Bagian 16, Kode Keras

339 60 29
                                    

Aku masih belum ingin berhenti. Setidaknya ... untuk saat ini.
***

Candy sedang patah hati, tapi tetap berusaha bersikap normal di hadapan Damian. Ia tak mau berdebat jika cowok itu menyadari perubahan sikapnya. Saat ini dirinya hanya ingin memiliki pikiran yang tenang.

Namun, setelah beberapa pekan berlalu, ia mulai menyadari sesuatu. Bukan dirinya kali ini, melainkan Damian yang berubah. Pujaan hatinya itu sudah tak seintes dulu mengiriminya chat. Setiap hari, pesan Damian masih kerap muncul, tapi cowok itu selalu tiba-tiba menghilang.

Selain itu, Damian juga agak sulit diajak pergi. Perlu berusaha keras untuk membuatnya mau menemani. Candy tahu apa penyebabnya. Ia bahkan kerap melihat insta story cowok itu yang sedang bersama teman barunya.

Kecewa? Jelas, tapi Candy masih keras kepala untuk tetap bertahan. Ia menganut paham bahwa suatu saat Damian akan luluh jika dirinya terus berjuang. Candy tak sadar kalau tingkat kepekaan cowok itu di bawah rata-rata.

"Can! Bobanya mau rasa apa?"

Suara dari arah lain membuatnya mengalihkan perhatian. Ciara sedang berdiri di depan sebuah gerai. Kebetulan mereka tidak langsung pulang seusai sekolah. Keduanya sepakat untuk jalan-jalan tak jelas karena malas untuk pulang.

"Rasa green tea aja," jawab Candy setelah berpikir beberapa saat.

Tak lama kemudian Ciara sudah kembali dan menghampiri Candy yang tengah duduk di kursi kayu. Raut tak semangatnya membuat Ciara berdecak.

"Minum dulu! Udah deh jangan galau terus." Cewek itu mendorong satu cup boba ke arah sahabatnya. Candy mendesah lalu menyeruput minuman tersebut.

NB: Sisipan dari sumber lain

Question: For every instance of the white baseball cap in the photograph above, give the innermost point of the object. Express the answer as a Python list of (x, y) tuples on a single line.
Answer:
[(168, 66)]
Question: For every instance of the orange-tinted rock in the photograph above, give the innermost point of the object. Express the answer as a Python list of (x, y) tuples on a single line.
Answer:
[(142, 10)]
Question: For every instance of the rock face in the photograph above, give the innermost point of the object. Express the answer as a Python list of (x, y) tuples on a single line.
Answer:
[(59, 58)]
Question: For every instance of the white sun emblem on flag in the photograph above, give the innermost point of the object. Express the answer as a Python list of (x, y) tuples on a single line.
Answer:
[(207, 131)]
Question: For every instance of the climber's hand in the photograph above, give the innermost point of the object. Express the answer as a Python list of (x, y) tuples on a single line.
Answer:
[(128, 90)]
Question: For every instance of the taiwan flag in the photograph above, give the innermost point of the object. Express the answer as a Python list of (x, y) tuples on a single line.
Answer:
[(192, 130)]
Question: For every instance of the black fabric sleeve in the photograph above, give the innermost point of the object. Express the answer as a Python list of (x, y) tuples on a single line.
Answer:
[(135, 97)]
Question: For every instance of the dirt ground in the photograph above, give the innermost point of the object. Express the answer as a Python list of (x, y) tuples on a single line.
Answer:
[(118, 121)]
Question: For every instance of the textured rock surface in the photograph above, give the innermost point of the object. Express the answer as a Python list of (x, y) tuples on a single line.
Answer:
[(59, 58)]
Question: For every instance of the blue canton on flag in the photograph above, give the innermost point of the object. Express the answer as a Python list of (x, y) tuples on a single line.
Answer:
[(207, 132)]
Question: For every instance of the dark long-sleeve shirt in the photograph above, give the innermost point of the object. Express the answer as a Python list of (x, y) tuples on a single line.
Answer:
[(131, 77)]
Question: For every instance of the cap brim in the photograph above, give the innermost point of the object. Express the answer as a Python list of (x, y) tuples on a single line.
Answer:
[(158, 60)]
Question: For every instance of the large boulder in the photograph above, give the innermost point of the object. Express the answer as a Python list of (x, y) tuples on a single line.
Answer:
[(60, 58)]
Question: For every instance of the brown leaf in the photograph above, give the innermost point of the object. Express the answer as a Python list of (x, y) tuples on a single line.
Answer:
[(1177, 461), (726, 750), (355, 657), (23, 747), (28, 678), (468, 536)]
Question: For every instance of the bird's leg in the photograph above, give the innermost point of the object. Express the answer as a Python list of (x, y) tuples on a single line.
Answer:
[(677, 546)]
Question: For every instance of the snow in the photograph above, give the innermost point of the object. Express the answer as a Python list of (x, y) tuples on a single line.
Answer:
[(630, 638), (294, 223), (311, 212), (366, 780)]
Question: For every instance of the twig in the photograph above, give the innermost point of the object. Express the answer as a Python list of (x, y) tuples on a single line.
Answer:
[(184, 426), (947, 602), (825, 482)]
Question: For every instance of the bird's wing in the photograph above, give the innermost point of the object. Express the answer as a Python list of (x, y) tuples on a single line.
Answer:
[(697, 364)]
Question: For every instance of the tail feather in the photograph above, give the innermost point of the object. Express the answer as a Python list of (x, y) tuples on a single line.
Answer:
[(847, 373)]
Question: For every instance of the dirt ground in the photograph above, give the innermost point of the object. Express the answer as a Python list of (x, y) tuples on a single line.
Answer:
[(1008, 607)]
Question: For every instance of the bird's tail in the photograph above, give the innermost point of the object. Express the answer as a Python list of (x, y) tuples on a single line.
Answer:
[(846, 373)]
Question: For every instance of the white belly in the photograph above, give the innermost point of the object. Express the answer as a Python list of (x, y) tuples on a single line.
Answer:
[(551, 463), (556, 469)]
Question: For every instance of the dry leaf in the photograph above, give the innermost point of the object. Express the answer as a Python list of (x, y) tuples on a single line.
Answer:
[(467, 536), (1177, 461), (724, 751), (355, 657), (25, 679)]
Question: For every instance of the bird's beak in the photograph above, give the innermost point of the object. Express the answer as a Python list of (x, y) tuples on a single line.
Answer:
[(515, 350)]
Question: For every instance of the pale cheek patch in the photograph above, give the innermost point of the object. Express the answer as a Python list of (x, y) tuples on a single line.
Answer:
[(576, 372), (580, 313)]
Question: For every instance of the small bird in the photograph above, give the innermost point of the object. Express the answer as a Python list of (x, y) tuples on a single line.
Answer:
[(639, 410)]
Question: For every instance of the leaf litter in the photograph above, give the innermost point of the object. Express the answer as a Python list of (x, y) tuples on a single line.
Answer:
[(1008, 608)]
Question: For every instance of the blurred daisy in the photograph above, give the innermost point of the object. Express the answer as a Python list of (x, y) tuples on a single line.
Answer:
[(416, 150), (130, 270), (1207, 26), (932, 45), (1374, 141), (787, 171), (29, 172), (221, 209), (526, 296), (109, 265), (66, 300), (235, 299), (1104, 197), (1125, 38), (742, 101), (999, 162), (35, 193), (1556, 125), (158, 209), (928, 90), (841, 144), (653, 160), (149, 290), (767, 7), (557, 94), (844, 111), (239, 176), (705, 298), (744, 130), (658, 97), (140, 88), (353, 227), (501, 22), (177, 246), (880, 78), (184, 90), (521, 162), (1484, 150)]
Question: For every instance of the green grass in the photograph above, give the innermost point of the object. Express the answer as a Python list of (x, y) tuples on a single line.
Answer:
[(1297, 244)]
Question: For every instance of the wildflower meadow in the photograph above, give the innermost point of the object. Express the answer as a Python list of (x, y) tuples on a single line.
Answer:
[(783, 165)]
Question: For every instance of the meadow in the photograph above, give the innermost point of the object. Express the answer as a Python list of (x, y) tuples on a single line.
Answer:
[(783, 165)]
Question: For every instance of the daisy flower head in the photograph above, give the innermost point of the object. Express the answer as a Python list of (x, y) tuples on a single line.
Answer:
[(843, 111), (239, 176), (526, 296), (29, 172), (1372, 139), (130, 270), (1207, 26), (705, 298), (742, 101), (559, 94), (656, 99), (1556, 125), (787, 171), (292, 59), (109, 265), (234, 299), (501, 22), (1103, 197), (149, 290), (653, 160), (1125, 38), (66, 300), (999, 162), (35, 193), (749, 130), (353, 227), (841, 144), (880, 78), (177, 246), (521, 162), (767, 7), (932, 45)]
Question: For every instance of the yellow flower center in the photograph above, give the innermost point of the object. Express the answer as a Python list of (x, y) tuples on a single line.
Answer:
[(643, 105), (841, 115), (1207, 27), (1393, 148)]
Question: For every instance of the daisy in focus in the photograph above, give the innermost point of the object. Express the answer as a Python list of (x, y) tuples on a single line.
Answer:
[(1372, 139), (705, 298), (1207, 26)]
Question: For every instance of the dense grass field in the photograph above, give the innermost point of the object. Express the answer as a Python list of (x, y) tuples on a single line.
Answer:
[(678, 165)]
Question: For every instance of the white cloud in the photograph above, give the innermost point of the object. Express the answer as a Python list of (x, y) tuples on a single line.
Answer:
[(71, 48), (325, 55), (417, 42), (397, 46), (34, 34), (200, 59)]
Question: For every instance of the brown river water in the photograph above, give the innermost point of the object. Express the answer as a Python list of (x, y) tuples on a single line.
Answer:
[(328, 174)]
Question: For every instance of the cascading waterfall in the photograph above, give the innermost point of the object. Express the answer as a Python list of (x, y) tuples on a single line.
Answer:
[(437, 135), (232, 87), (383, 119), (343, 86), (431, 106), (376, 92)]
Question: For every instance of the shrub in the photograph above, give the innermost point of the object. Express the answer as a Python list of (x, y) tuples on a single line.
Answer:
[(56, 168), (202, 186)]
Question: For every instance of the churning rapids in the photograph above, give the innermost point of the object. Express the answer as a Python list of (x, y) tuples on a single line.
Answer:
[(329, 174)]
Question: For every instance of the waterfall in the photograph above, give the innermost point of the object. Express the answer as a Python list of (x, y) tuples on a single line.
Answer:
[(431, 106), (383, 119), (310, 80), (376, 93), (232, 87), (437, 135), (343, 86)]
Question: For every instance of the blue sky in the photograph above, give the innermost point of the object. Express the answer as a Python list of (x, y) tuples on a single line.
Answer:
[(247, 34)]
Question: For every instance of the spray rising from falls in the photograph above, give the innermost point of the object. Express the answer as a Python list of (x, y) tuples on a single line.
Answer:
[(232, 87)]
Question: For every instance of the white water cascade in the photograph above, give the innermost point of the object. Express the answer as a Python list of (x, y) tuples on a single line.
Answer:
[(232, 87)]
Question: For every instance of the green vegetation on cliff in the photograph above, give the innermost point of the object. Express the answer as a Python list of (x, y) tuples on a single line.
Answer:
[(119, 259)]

"Ra, menurut lo, berapa persen kemungkinan Kak Dami bakal suka sama gue?" tanya Candy membuat cewek di seberangnya terpaku. Melihat Candy yang begitu suka pada kakak kelasnya membuat ia iba. Andai saja Ciara memiliki kekuatan untuk mengatur hati seseorang, mungkin orang pertama yang akan ia bantu adalah sahabatnya.

"Gue ... gak tau, tepatnya gak yakin." Ciara berusaha berkata jujur. Melihat kernyitan di dahi Candy, ia kembali bersuara, "Maksudnya gue juga gak yakin sama apa yang gue dugakan."

"Apa emang?" tanya Candy penasaran.

"Ngeliat kedekatan kalian, kadang gue berpikir kalau Kak Dami itu punya rasa ke lo. Cara dia memperlakukan lo, dia yang sering kelabakan karena elo diemin dan perhatian dia yang menurut gue ... berlebihan."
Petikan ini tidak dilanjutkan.